# paphiopedilum tigrinum album



## Hakone (Oct 18, 2020)

from friend


----------



## Ozpaph (Oct 19, 2020)

it that real? Ive seen this picture before and recall there was some controversy.


----------



## NYEric (Oct 19, 2020)

Is it still alive? I'll take it.


----------



## Djthomp28 (Oct 20, 2020)

Interesting!


----------



## BrucherT (Oct 20, 2020)

Skeptical. If this were real, why only one strange leprechaun-green photo?


----------



## P.K.Hansen (Oct 21, 2020)

It's the same photo Popow has on his website. No idea wether it's his or not.


----------



## Guldal (Oct 21, 2020)

I have no clue to wether this picture is genuine or not... but the albino form of tigrinum is published as fma. smaragdinum (which epithet would fit the pictured flower to a 't'.


----------



## Hakone (Oct 21, 2020)

you mean ?


----------



## hamiltons (Oct 22, 2020)

P.K.Hansen said:


> It's the same photo Popow has on his website. No idea wether it's his or not.


It is Popows plant...I have several photos from him with it in better quality, so it is I just don´t know why this photo is of such poor quality...I have attached the original photos of his plant, actually he has 2 different types of tigrinum album, which I have attached also


----------



## Happypaphy7 (Oct 22, 2020)

Now, those are much more believable photos.


----------



## DrLeslieEe (Oct 22, 2020)

This is one of two holy grails of mine. Stunning flowers!


----------



## musa (Oct 23, 2020)

Absolutely amazing! Especially the first one.
Is it a smaragdianum? It is describes without any markings but in the photo I see some, but I'm not sure if green of different saturation is defined as "maculato or striato / spotted or striped" or not?


----------



## BrucherT (Oct 23, 2020)

hamiltons said:


> It is Popows plant...I have several photos from him with it in better quality, so it is I just don´t know why this photo is of such poor quality...I have attached the original photos of his plant, actually he has 2 different types of tigrinum album, which I have attached also


The first two photos look like tigrinum and yay, they are in focus. The latter 3 photos look like something else, hirsutissimum maybe.


----------



## BrucherT (Oct 23, 2020)

DrLeslieEe said:


> This is one of two holy grails of mine. Stunning flowers!


And the other? Drumroll please... only one I want is purpuratum... and I might be getting it from what was supposed to be a half-album from Sam... but... the bud is looking mighty white....


----------



## DrLeslieEe (Oct 23, 2020)

BrucherT said:


> And the other? Drumroll please... only one I want is purpuratum... and I might be getting it from what was supposed to be a half-album from Sam... but... the bud is looking mighty white....
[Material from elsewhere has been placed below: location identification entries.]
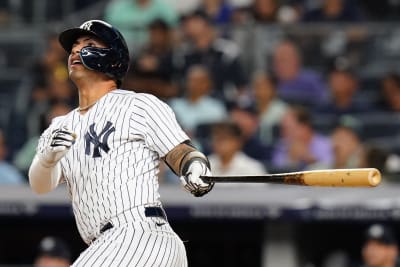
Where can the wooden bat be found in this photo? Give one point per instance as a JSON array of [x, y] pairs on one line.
[[332, 177]]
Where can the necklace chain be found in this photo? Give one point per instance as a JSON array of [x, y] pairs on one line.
[[87, 107]]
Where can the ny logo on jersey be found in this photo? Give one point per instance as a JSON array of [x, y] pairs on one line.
[[99, 141]]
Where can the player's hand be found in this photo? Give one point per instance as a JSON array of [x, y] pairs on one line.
[[55, 145], [192, 182]]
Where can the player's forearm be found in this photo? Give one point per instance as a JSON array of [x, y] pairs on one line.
[[175, 156], [181, 155], [43, 178]]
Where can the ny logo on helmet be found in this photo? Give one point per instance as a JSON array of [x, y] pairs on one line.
[[87, 25], [99, 141]]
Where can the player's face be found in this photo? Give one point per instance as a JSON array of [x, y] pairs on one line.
[[75, 66]]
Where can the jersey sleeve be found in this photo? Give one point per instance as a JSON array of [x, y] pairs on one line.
[[157, 123]]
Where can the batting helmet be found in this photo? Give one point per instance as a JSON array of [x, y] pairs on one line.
[[113, 60]]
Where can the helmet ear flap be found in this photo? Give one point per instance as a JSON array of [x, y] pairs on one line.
[[104, 60]]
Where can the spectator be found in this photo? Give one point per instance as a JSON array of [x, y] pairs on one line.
[[265, 11], [300, 146], [132, 18], [220, 56], [246, 117], [347, 145], [8, 173], [374, 157], [269, 107], [334, 11], [50, 82], [296, 84], [380, 247], [343, 86], [152, 70], [390, 93], [24, 156], [197, 107], [227, 157], [217, 11], [52, 252]]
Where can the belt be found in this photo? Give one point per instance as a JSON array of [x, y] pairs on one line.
[[148, 212]]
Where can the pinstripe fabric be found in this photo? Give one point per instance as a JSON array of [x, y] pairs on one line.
[[140, 243], [112, 169]]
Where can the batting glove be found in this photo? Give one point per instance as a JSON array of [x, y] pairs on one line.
[[52, 147], [191, 180]]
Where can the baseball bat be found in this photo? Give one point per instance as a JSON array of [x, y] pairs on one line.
[[331, 177]]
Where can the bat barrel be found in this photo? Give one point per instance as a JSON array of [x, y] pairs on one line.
[[333, 177]]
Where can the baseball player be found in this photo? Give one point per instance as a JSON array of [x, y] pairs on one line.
[[108, 150]]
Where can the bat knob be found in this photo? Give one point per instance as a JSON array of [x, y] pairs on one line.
[[374, 177]]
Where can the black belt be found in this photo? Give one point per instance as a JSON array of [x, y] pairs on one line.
[[148, 212]]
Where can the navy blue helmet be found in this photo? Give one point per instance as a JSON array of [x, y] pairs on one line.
[[113, 60]]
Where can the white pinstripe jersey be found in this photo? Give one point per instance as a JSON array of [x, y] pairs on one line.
[[113, 165]]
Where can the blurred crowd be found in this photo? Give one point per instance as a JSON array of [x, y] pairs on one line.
[[276, 114]]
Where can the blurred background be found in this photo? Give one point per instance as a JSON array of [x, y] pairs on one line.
[[260, 86]]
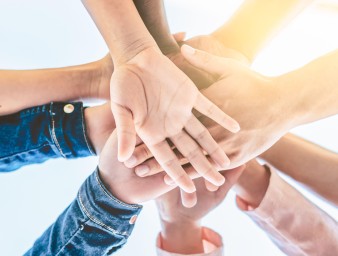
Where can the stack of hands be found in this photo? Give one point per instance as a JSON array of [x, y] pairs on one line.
[[184, 121]]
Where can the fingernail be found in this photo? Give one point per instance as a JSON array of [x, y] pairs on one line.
[[169, 181], [131, 162], [142, 170], [236, 128], [189, 50]]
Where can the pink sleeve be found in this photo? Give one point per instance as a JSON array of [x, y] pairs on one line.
[[213, 245], [293, 223]]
The other holy grail is ...... wait for it.............. .............................parishii alba!!


----------



## richgarrison (Oct 23, 2020)

DrLeslieEe said:


> The other holy grail is ...... wait for it.............. .............................parishii alba!!
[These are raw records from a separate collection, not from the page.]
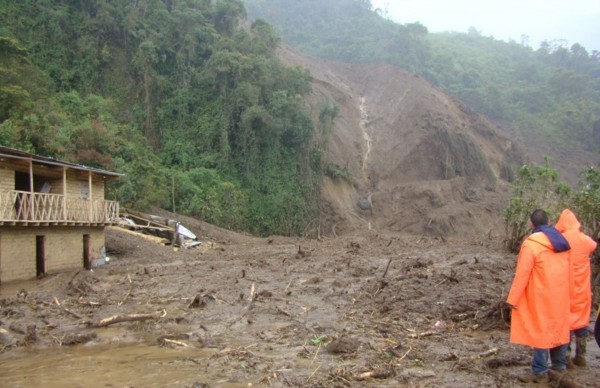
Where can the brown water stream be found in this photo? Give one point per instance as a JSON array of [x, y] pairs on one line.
[[128, 365]]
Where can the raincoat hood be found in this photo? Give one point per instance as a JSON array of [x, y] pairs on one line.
[[567, 221]]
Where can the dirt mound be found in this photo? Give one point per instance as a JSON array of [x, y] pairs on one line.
[[385, 309], [420, 161]]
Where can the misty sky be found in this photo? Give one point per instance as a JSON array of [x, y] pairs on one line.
[[575, 21]]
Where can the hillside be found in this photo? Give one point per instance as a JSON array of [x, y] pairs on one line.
[[428, 163]]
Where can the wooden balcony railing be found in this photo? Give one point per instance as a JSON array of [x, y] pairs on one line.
[[25, 208]]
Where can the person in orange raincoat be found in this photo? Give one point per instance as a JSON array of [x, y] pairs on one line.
[[540, 298], [582, 247]]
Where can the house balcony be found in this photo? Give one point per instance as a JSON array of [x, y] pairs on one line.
[[41, 209]]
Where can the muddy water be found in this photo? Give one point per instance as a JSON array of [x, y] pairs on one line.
[[129, 365]]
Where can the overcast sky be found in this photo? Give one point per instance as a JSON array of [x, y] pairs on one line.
[[574, 21]]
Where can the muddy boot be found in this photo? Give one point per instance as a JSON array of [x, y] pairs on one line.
[[580, 345], [534, 378]]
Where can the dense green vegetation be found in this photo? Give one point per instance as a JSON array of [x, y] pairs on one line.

Sam has "Paph. parishii var. dianthum album x sib"

but i suppose you are looking for straight parishii?


----------



## Ozpaph (Oct 23, 2020)

no, the real holy grails are roth and sandie album...........


----------



## DrLeslieEe (Oct 24, 2020)

Ozpaph said:


> no, the real holy grails are roth and sandie album...........


I heard there might be one of these found but kept in secret for now. Wait for the big news!!


----------